Methods: Cross-sectional study with a national representative sample from five Brazilian regions, derived from the National Survey on Access, Use and Promotion of Rational Use of Medicines using a multi-stage complex sampling plan. Patients over 18 years old were interviewed from July 2014 to May 2015. The prevalences of statin use and self-reported statin adherence were determined amongst medicine users. The associations between statin use and sociodemographic/health condition variables were assessed using logistic regression.
Results: A total of 8803 patients were interviewed, of whom 6511 were medicine users. The prevalence of statin use was 9.4% with simvastatin (90.3%), atorvastatin (4.7%) and rosuvastatin (1.9%) being the most used statins. Poor adherence was described by 6.5% of patients. Statin use was significantly associated with age ≥65 years old, higher educational level, residence in the South, metabolic and heart diseases, alcohol consumption and polypharmacy.
Conclusions: This is the first population based study in Brazil to assess statin use in SUS primary healthcare patients. Addressing inequalities in access and use of medicines including statins is an important step in achieving the full benefit of statins in Brazil, with the findings guiding future research and policies.
Notes
Transparency
Declaration of funding
This study was funded by the Department for Pharmaceutical Services and Strategic Health Supplies and the Department of Science and Technology of the Secretariat of Science, Technology and Strategic Supplies of the Brazilian Ministry of Health (SCTIE/MS – Process 25000.111834/2, Decentralization of FNS Resources).
Author contributions: R.C.R.M.N.: concept and design, data analysis and interpretation, and the manuscript draft. I.C.G.: data analysis, interpretation and manuscript draft. J.A., F.A.A. and A.A.G. Jr.: concept and design, data review and interpretation, and manuscript draft review. B.G., M.B. and A.B.K.: critical involvement and review of the manuscript, discussion of successive drafts. All authors approved the final version and agreed to be accountable for all aspects of the work.

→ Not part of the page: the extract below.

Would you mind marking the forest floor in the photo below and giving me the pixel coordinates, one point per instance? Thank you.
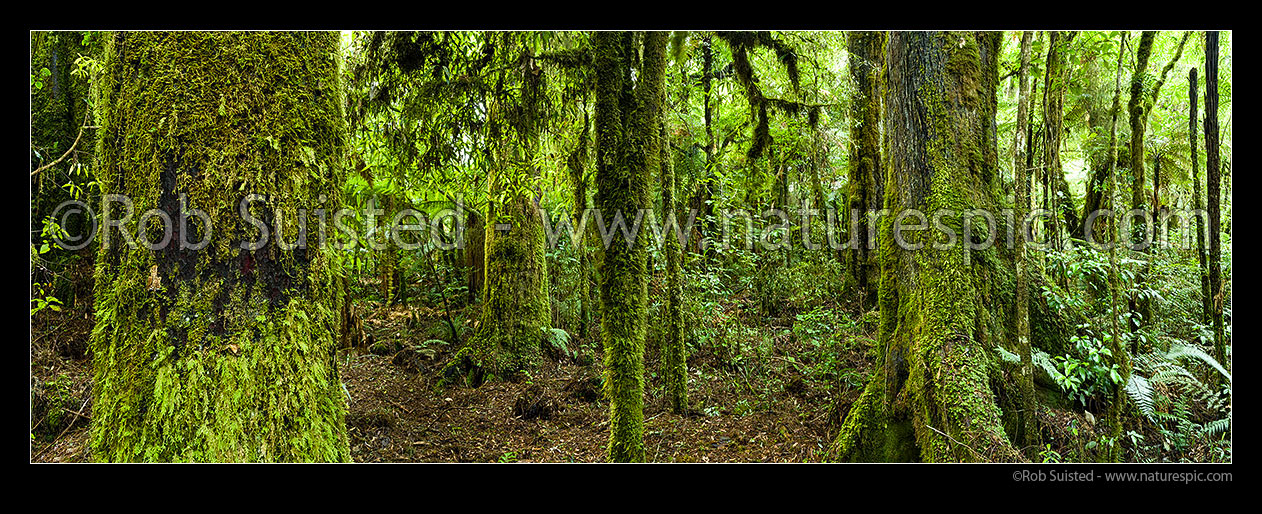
(762, 411)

Declaration of financial/other relationships
R.C.R.M.N., A.A.G. Jr., J.A., I.C.G., B.G., M.B., A.B.K. and F.A.A. have disclosed that they have no conflict of interest.

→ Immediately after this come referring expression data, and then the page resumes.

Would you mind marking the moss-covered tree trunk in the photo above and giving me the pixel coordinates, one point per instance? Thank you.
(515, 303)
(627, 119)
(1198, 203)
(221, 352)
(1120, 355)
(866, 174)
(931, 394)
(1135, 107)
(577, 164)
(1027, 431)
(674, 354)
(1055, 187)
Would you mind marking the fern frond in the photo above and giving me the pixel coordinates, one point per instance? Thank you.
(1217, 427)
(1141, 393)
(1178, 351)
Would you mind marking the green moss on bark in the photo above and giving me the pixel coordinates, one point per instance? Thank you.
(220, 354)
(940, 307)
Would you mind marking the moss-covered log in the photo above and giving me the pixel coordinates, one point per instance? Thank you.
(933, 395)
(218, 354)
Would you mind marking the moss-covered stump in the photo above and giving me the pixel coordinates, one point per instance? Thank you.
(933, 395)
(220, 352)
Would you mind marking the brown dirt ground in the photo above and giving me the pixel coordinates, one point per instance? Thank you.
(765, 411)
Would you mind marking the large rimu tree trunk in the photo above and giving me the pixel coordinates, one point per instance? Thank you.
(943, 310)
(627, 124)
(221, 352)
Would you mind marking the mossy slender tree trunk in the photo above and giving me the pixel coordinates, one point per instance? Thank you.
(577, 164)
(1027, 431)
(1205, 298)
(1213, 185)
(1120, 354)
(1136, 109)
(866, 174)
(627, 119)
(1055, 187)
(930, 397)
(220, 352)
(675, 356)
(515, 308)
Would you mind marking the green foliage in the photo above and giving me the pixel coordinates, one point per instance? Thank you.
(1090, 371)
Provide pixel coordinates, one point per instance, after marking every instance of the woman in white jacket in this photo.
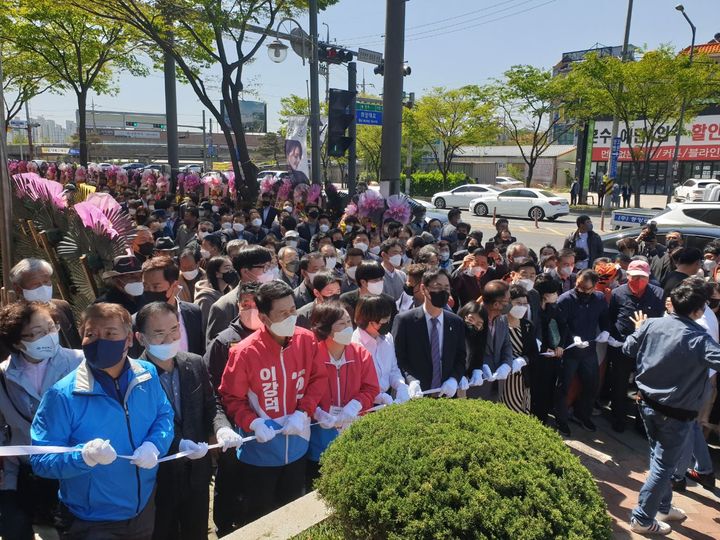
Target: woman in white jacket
(372, 316)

CMRO peer reviewers on this manuscript have no relevant financial or other relationships to disclose.
Acknowledgements
There was no assistance in the preparation of this paper.
Notes
1 The Popular Pharmacy Program is a partnership between the Brazilian Ministry of Health and the private pharmaceutical retail sector. In addition to the free-of-charge medicines for hypertension, diabetes and asthma, under the “Saúde não tem preço” (“Health is priceless”) strategy, the program provides statins for dyslipidemia with the Ministry of Health funding 90% of the medicine’s price and the patient 10%.